Q: Speaking about your own voice and approach, how do you go about constructing a story? What process do you go through, to imagine the characters, structure, and plotline?
YL: I like to ask myself what kind of character would do certain things that other people would not do. For instance, I once saw a news clip that reported a beggar coming into a crowded marketplace with a sign: “If you give me ten yuan, I will let you cut me once; if you finish my life in one cut, you don’t owe me anything.” It was just one of the hundreds of little tales we hear and see every day, but I could not forget the beggar. In my mind, I kept imagining a woman who would come forward and cut the beggar with all justification and tenderness. What kind of character would do this? I thought about this and eventually the character Sansan (from “Love in the Marketplace”) came to me. Most of my stories come this way, with a minor character (sometimes very minor) as a seed for imagination.
Q: I was struck by a wonderful line in the title story about the power of a new language. As Mr. Shi’s daughter says, a new language “makes you a new person.” Did you find this to be true when you began writing in English?
YL: Absolutely. For me, writing in English is the most liberating experience. In English, I am free to express things that I would have consciously censored—both out of political pressure and cultural pressure—had I been writing in Chinese.
Q: The “American dream” is a prevalent theme in your work. What does it mean to you personally, and also in your storytelling?
YL: For me, the American dream meant that I could pick up writing and become a writer, something I had never dared to dream before coming here. For my characters, it means freedom to escape totalitarian control on many different levels—from parental supervision to the ideological control of the Communist party.
Q: The stories in this collection are infused with aphorism and mythology. Where did you learn these wise and wonderful proverbs?r />
YL: Most of them I inherited from Chinese tradition and translated into English. Someone at a reading once said that he counted more than sixty of these sayings and I was quite surprised by the number. A lot of them are used in dialogue, which is how Chinese speak: full of proverbs and references to mythology. I used these to make the dialogue more genuine.
Q: Along those lines, what is your own favorite adage about life?
YL: There is a saying in Chinese: For someone to achieve anything, he has to first work as hard as he can; whether he is allowed the achievement, however, is determined afterwards by the heavenly power. I think the saying reflects how I feel about life and my characters.
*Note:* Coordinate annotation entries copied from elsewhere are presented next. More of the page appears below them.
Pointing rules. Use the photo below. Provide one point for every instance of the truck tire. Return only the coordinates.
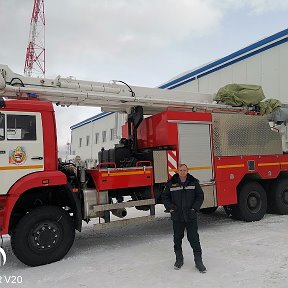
(278, 196)
(232, 211)
(252, 202)
(209, 210)
(43, 236)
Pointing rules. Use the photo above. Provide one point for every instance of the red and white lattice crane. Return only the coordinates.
(35, 54)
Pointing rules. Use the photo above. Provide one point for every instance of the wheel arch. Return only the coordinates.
(59, 195)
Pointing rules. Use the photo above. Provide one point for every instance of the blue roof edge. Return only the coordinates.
(175, 83)
(91, 119)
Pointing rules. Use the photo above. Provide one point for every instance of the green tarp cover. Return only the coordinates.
(240, 94)
(269, 105)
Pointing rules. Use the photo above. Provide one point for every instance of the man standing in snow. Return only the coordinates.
(183, 197)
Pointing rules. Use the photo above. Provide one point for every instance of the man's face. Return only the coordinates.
(182, 170)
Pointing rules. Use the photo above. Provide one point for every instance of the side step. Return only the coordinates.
(121, 205)
(124, 222)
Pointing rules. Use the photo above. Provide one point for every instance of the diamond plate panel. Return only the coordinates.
(160, 166)
(209, 196)
(238, 134)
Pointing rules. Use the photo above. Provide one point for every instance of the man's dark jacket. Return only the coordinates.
(184, 198)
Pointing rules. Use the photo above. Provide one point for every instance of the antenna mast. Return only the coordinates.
(35, 53)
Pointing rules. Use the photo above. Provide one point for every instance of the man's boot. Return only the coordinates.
(179, 260)
(198, 262)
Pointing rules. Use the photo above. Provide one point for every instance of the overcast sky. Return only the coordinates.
(142, 42)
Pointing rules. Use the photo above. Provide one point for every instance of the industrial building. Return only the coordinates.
(263, 63)
(89, 136)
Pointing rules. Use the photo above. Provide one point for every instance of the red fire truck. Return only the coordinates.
(237, 157)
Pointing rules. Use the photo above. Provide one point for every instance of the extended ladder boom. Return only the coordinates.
(111, 97)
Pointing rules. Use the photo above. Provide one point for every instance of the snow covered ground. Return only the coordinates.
(236, 254)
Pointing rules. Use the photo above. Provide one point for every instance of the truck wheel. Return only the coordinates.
(278, 196)
(252, 202)
(232, 211)
(209, 210)
(43, 236)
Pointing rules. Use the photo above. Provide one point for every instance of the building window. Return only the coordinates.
(21, 127)
(96, 138)
(104, 136)
(112, 134)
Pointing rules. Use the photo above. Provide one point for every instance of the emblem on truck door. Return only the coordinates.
(17, 156)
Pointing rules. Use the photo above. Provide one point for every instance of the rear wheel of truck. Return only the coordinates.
(278, 195)
(252, 202)
(43, 236)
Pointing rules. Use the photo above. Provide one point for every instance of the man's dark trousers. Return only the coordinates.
(192, 235)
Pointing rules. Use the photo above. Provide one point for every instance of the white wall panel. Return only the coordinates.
(270, 72)
(283, 73)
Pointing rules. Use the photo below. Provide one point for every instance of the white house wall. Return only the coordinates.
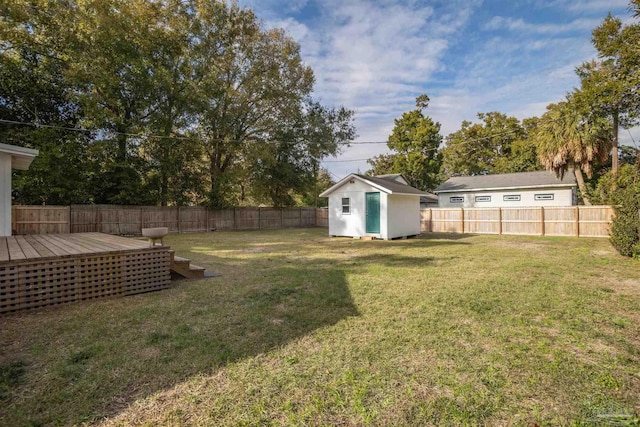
(353, 224)
(5, 194)
(405, 214)
(561, 197)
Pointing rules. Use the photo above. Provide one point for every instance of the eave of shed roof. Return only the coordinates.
(21, 157)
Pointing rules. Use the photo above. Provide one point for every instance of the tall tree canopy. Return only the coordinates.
(185, 101)
(414, 142)
(500, 144)
(610, 87)
(565, 139)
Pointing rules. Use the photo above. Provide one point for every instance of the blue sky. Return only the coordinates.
(469, 56)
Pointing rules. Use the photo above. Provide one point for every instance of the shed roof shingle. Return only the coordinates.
(506, 180)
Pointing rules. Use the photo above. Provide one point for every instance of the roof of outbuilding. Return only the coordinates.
(506, 181)
(386, 183)
(20, 157)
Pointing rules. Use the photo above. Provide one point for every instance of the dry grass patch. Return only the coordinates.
(302, 329)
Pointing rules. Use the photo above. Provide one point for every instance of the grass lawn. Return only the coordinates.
(303, 329)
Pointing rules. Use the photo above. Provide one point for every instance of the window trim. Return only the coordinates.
(346, 205)
(544, 196)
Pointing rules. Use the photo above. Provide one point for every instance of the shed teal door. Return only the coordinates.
(373, 212)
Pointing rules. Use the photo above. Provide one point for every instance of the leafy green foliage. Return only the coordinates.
(625, 228)
(217, 91)
(414, 142)
(500, 144)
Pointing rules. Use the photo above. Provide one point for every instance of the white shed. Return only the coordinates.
(384, 207)
(11, 157)
(521, 189)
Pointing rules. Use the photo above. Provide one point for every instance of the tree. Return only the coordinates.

Several readers have commented on the fatalism of many of the characters in the stories, and I think that the fatalism came with my belief in this Chinese saying.
Q: Are you working on anything new?
YL: I am working on a novel set in China in 1979. It tells the story of the disintegration of a community after a public execution of a female political prisoner.
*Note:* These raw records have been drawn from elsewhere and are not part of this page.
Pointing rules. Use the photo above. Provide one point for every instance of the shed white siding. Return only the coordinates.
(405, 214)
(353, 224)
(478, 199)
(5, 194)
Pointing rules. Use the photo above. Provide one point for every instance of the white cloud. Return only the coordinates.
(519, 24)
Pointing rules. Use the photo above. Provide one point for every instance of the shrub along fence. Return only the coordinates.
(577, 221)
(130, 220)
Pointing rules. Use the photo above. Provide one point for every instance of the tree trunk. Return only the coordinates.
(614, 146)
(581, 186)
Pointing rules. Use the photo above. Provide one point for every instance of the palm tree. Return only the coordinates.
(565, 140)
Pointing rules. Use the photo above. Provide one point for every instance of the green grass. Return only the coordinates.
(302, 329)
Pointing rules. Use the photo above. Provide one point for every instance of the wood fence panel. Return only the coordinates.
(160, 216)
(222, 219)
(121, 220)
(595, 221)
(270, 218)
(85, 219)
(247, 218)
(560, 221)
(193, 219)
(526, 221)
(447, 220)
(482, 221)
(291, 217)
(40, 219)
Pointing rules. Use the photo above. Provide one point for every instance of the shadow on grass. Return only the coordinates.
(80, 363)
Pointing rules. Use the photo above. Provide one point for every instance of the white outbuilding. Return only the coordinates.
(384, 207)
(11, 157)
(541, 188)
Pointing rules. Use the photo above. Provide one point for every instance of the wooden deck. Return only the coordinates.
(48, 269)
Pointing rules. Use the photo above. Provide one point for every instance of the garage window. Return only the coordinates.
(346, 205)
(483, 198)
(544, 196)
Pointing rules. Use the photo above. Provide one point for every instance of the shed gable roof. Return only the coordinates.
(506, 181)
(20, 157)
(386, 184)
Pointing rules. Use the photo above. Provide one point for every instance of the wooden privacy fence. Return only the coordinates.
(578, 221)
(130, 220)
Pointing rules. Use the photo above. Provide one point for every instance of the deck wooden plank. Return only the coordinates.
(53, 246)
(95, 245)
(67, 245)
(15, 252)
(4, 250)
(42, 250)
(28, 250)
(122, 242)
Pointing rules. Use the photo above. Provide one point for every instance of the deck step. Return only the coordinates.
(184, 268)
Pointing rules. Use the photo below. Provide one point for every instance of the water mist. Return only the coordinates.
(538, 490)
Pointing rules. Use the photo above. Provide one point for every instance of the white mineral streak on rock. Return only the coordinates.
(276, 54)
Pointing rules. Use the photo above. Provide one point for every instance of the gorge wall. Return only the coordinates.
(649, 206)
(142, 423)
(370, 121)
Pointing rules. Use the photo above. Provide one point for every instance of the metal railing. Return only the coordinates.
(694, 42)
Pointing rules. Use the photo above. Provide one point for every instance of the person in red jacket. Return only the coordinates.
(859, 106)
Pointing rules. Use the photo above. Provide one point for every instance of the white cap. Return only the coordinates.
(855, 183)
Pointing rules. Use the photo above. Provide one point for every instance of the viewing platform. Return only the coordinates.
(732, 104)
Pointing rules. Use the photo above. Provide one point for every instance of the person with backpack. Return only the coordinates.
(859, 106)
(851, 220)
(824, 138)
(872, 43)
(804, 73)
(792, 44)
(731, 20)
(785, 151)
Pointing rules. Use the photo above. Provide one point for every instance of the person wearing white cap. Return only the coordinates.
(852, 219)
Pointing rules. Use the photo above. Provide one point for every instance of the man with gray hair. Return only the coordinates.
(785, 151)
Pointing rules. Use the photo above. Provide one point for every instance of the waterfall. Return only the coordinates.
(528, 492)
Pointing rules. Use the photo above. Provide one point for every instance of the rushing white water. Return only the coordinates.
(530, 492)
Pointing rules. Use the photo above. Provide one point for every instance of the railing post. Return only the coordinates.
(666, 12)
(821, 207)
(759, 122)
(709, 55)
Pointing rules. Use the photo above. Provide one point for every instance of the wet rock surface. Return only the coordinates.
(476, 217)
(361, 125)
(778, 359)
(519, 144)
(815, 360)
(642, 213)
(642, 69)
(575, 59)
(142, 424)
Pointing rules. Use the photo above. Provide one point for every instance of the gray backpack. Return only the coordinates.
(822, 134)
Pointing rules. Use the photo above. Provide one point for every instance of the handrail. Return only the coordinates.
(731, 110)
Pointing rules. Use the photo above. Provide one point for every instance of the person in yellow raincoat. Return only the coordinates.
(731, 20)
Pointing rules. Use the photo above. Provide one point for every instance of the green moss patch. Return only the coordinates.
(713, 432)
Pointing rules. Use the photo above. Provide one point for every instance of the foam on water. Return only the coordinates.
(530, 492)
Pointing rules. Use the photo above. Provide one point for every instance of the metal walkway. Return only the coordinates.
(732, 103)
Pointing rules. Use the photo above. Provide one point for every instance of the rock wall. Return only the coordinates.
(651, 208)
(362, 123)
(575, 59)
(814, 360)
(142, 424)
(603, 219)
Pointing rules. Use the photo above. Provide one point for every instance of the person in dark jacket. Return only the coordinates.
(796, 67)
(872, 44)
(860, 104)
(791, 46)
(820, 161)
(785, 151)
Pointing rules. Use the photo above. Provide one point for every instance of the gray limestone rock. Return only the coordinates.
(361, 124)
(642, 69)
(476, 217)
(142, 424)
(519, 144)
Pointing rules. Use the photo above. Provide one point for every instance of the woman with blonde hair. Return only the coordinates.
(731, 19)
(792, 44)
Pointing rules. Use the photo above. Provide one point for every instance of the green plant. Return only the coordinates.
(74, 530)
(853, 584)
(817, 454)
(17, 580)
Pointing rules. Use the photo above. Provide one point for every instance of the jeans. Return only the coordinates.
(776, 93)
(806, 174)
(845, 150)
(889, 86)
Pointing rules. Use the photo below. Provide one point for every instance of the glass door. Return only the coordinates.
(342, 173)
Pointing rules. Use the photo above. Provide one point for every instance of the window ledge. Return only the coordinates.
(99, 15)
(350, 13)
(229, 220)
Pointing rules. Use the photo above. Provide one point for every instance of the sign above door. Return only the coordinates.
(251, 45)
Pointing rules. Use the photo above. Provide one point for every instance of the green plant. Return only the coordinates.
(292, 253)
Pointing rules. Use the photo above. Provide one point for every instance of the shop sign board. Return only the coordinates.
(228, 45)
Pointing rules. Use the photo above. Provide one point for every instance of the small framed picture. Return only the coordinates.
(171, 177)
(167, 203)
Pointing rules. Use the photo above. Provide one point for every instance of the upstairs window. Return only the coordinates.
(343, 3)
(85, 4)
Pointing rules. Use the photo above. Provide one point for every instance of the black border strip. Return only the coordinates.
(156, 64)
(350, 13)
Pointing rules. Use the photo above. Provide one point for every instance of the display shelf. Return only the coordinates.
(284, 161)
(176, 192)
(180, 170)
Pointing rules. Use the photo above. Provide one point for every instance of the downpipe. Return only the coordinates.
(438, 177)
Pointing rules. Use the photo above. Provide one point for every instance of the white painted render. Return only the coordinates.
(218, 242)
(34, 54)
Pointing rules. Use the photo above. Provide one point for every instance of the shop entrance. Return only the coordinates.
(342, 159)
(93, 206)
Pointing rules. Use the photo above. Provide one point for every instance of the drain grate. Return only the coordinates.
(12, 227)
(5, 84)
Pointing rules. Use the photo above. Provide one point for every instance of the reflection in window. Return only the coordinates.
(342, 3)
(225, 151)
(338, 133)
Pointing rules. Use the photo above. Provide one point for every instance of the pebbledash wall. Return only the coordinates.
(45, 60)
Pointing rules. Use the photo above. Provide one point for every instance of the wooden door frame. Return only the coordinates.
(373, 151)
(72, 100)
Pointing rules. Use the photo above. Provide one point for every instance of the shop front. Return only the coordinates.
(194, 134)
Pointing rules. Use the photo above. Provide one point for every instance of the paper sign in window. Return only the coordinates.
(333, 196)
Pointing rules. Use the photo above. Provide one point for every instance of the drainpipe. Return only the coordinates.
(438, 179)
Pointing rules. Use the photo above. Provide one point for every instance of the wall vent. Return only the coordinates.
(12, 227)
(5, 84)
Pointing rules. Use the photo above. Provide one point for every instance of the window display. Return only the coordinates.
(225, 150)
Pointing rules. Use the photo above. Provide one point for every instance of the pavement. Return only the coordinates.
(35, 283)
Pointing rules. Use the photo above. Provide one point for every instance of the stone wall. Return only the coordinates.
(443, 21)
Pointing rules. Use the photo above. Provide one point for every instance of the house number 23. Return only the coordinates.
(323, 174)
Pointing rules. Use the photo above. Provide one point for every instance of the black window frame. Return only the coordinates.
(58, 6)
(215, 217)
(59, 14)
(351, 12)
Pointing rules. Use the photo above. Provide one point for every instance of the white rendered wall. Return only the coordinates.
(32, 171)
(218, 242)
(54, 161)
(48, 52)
Q: America’s history with China is complex, to say the least, and will be a defining relationship for the world of the twenty-first century. What do you think Americans should know about China that they might not already know? On the other hand, what do you think the Chinese should know about Americans?
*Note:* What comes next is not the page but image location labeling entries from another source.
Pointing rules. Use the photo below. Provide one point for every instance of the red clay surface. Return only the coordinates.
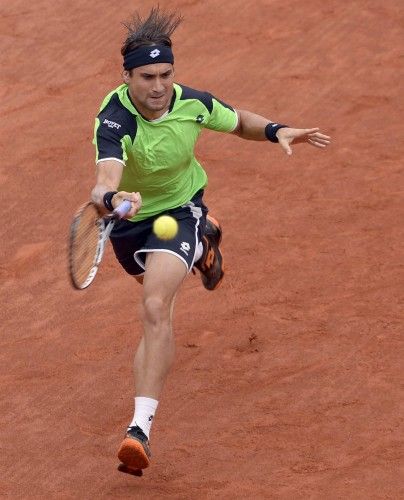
(287, 379)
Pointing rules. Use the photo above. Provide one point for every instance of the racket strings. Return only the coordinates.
(84, 244)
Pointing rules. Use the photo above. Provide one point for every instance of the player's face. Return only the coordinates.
(151, 88)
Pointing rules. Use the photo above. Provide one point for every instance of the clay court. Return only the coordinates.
(288, 379)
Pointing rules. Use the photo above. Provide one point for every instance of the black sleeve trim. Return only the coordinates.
(205, 98)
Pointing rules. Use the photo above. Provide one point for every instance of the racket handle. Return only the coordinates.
(122, 209)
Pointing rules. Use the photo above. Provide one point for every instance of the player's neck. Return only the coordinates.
(148, 113)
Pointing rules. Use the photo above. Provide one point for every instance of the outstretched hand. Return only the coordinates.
(134, 198)
(286, 136)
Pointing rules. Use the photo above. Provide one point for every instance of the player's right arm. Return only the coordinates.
(112, 125)
(108, 177)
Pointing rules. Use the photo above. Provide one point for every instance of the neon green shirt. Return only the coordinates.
(159, 155)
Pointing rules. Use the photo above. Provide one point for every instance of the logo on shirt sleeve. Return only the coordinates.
(111, 124)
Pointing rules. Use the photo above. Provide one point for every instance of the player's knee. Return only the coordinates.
(156, 310)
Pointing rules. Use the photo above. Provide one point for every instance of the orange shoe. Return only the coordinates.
(134, 452)
(210, 264)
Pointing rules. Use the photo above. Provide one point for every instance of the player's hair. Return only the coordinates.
(156, 29)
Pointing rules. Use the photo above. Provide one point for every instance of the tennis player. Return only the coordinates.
(145, 135)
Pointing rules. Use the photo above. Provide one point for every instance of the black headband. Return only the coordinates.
(148, 54)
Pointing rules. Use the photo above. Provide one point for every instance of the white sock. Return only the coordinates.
(145, 408)
(199, 252)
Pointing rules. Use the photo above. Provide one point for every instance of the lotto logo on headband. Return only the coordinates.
(154, 53)
(147, 54)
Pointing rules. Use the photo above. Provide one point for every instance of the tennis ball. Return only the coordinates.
(165, 227)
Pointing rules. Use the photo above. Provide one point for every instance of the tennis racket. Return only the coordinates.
(89, 233)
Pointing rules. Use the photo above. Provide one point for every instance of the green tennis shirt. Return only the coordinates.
(158, 156)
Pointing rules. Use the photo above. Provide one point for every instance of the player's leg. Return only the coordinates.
(155, 355)
(163, 277)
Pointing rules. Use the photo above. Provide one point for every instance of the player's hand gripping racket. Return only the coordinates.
(89, 234)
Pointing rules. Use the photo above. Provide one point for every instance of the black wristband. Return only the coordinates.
(107, 199)
(271, 129)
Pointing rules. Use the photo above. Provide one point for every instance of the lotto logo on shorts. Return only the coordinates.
(185, 247)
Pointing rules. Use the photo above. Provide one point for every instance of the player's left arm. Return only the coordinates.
(257, 128)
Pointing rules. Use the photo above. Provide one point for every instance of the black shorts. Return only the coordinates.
(133, 240)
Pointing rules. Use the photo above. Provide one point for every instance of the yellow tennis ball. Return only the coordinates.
(165, 227)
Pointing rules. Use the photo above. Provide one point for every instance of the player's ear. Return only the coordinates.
(125, 76)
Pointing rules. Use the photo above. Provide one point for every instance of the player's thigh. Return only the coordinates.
(163, 276)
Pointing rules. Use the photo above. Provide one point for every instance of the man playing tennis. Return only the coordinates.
(145, 136)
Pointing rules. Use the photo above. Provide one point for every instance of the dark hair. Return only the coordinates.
(155, 30)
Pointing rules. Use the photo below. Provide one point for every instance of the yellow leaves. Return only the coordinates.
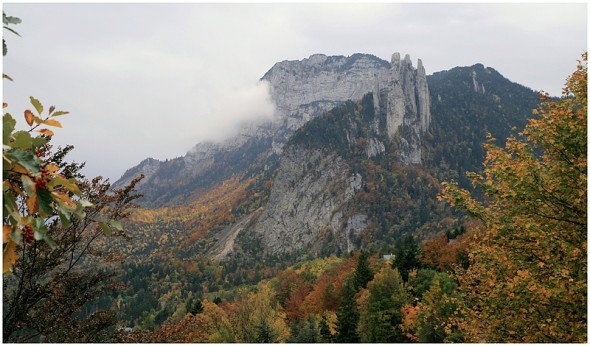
(64, 199)
(46, 132)
(52, 122)
(29, 117)
(6, 229)
(9, 256)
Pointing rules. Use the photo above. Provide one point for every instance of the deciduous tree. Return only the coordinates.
(527, 279)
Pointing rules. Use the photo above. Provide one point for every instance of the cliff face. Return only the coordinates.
(301, 90)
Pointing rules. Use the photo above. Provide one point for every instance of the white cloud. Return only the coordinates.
(154, 79)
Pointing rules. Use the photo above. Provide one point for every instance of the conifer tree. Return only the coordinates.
(347, 314)
(362, 274)
(527, 276)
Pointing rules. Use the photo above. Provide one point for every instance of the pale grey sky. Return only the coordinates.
(152, 80)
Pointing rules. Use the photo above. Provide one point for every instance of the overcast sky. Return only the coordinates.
(152, 80)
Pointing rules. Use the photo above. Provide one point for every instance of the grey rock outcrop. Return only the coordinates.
(306, 200)
(408, 107)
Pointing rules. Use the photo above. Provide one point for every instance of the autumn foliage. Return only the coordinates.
(527, 279)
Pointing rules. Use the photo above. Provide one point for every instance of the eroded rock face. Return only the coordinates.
(312, 187)
(408, 107)
(304, 200)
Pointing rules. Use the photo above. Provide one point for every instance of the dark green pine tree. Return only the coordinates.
(325, 334)
(362, 274)
(347, 314)
(196, 307)
(264, 334)
(406, 254)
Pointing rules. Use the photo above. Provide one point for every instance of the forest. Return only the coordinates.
(504, 261)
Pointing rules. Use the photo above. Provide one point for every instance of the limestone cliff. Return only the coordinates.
(301, 90)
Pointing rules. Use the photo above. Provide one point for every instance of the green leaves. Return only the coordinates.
(38, 106)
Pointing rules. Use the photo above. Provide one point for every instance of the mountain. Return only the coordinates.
(352, 159)
(301, 90)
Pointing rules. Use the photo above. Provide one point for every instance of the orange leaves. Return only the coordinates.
(29, 117)
(9, 256)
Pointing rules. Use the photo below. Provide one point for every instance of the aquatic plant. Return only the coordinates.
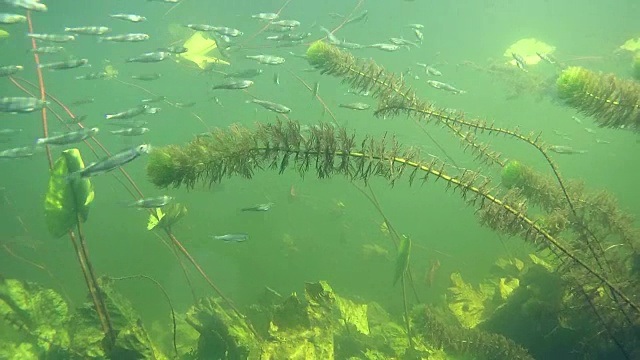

YL: One time, I met two old women in the street here in America who read “Extra” and loved the story. They said to me, “we both agreed we could be Granny Lin.” Another time someone told me that after reading “The Princess of Nebraska,” he realized every Chinese graduate student he walked past in the street might have a rich story. These are the things that I think people in both countries tend to forget—that deep down we are all human beings, and the pains and joys we have are the same. In a way, I think the two countries are set up in the public view as competitors, which can lead some Americans and Chinese to feel wariness or animosity toward one another. But in the end, people here in America are like what you will find in China, too.